Pidamos al Señor en esta tarde-noche en la que estamos celebrando que nos sentimos discípulos, que sintamos profundamente este amor que el Señor nos tiene. Que acojamos en lo profundo de nuestro corazón ese amor y ese perdón que él nos ofrece. Recordemos que estamos viviendo también un año jubilar. El jubileo es para nosotros una llamada y un anuncio de esa esperanza: todos tenemos remedio. Jesús nos ofrece su perdón. Toda situación, por difícil que esta sea, tiene una salida, porque el Señor, que nos ha amado hasta el extremo está con nosotros y nos acompaña en el camino. Esta esperanza la celebraremos pasado mañana con más intensidad en la vigilia de la Pascua. Allí, celebraremos la alegría de la resurrección en esa noche santa. Hoy, en esta noche, en esta cena santa, recibamos al Señor, si cabe, con un poco más de fervor y devoción. Él se nos ofrece como alimento para nuestra vida. No nos pide que seamos perfectos; no nos pide que seamos santos para acercarnos a él. Nos pide, simplemente, que queramos acogerlo, que queramos dejarnos «lavar los pies», que queramos dejar que él entre en nuestra vida. Y así, como buen amigo que es —amigo que nunca falla— acojamos ese amor. Sabemos que nos ama más allá de cómo somos, o a pesar de cómo somos. Así son los verdaderos amigos, que nos aman siempre.

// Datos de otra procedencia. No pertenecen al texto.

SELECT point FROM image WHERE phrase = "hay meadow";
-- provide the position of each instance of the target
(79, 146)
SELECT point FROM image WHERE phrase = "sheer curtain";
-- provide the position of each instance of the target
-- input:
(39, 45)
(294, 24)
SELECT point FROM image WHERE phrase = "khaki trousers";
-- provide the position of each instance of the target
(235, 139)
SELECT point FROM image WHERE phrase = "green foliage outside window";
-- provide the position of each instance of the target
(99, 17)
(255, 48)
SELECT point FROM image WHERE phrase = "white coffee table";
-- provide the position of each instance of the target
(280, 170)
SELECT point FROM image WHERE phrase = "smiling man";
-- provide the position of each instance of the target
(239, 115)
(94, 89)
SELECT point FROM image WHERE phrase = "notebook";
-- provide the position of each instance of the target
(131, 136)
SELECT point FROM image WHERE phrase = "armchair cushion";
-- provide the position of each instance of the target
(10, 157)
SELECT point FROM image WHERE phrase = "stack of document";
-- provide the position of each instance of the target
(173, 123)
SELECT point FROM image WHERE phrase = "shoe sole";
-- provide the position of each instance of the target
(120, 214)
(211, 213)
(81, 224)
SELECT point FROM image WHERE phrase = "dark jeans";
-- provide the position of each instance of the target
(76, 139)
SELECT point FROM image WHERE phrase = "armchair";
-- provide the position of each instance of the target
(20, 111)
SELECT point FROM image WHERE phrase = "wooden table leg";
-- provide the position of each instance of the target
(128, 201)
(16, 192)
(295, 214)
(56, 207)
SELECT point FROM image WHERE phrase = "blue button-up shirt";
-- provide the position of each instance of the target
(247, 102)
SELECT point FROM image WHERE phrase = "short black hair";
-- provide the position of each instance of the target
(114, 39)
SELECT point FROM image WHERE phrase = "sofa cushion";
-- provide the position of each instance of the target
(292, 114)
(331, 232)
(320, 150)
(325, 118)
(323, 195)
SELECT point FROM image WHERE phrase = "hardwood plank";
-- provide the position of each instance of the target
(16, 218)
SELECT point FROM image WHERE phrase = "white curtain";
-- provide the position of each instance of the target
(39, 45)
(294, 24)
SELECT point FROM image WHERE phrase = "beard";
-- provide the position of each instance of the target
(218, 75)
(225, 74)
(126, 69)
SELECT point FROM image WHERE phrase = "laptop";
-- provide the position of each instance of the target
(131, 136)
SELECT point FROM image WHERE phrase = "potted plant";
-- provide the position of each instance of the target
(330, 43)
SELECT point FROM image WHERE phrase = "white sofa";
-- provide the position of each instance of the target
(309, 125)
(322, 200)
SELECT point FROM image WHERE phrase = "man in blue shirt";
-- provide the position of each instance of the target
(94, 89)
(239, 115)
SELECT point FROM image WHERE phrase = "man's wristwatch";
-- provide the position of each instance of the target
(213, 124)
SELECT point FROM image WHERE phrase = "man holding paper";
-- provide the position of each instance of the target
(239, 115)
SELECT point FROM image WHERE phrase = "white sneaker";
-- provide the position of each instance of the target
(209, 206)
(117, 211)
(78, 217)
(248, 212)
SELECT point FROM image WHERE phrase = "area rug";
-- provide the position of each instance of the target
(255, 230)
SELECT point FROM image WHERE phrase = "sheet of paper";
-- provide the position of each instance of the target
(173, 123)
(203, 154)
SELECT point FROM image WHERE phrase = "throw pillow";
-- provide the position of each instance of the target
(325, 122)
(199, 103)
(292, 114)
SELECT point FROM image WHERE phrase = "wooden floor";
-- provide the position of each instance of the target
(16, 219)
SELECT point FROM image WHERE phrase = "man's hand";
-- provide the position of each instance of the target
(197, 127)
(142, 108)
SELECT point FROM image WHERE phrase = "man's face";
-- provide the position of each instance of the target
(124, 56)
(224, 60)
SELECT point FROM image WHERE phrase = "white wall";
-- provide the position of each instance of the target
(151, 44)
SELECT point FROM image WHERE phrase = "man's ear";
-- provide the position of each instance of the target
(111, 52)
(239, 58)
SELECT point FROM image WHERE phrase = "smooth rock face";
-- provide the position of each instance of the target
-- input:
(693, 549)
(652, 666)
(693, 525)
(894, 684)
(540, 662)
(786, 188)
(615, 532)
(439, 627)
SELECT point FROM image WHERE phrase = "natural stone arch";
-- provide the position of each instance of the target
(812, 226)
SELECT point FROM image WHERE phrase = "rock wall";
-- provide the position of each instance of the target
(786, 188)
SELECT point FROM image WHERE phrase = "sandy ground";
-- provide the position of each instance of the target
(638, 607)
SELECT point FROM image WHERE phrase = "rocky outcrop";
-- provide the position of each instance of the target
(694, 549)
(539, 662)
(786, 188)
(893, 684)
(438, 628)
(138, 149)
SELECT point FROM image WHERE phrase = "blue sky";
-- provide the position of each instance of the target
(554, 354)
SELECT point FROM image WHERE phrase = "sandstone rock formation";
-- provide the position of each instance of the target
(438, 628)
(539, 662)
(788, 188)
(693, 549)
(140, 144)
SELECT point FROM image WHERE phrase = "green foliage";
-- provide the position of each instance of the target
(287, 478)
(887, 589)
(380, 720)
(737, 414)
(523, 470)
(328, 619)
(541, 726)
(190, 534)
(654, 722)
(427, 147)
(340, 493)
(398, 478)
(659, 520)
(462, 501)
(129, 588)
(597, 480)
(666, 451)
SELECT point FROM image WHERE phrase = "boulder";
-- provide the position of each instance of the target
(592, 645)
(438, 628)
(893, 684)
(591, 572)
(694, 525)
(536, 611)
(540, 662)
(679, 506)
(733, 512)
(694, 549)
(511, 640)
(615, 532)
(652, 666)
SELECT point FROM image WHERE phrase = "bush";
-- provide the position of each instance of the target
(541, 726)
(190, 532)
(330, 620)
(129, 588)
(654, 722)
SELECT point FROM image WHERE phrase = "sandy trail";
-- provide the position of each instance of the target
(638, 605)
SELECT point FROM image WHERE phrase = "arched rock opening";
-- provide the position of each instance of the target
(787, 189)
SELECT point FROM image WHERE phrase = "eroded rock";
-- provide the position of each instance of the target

Pidamos al Señor en esta noche que nos dé la gracia de revivir esta entrega que él nos hace de sí mismo. La gracia de revivirla en nuestra vida, en nuestro corazón, y que sea para nosotros la fuerza que nos ayude a caminar sabiendo que él nos ha ofrecido para siempre su amor y su perdón. Y esto que pedimos al Señor para nosotros, se lo pedimos también para aquellos a quienes amamos y especialmente para todos aquellos que no han descubierto en su vida la alegría de ser discípulos de este gran maestro. Que así sea.
Homilia deskargatzeko.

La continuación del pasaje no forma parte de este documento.